Tuesday, May 02, 2006

Independence v. Parenthood

I think in our relationship, we've tried to set ourselves up to be independent people, but I think we've grown to become interdependent which is a more nuanced dependence, if that makes sense. As I said, we can both function well apart, but particularly with the kids, having each other for support is essential. I applaud and marvel at single parents and parents with absent or virtually-absent partners for being able to raise kids on their own, but we've noticed that for us, we both need each other to subserve any other interests we have in favor of the kids. This doesn't mean a loss of independence, but a recognition and redefinition of ourselves to include the "parent" identity which, it seems to me, by definition requires us to give of ourselves to raise good people. Maybe part of that "parent" identity involves a transfer of identity to our kids? Maybe that's too strong, but the hope is there that our kids will like what they see in us to at least emulate our good points and avoid or learn from our failings.
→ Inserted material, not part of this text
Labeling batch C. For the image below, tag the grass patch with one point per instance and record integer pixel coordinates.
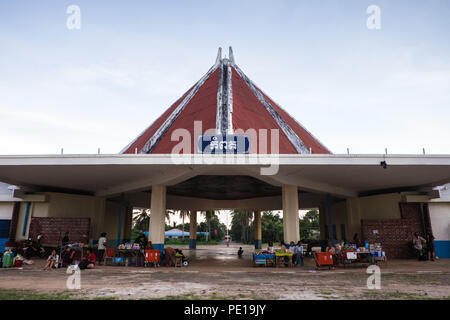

Every day as a new parent is a day of discovery and wonder at the little people growing up and testing themselves. Last night as were unloading our car from our return trip, our son (the two year old) insisted on helping and we both stopped and watched him carry this one bag from the car and wind his way through the cluttered garage and to the door. You could see him calculate the weight of the bag in his head and figure out the best way to walk around everything and slowly climb the steps. He was taking his job seriously. We both smiled and laughed to ourselves in wonder. Did we make that? I think he'll grow up to be a great guy. I hope he'll hang around and talk with me when he does. I think it's days like that that I was missing. My dependence on seeing the kids grow up and learn.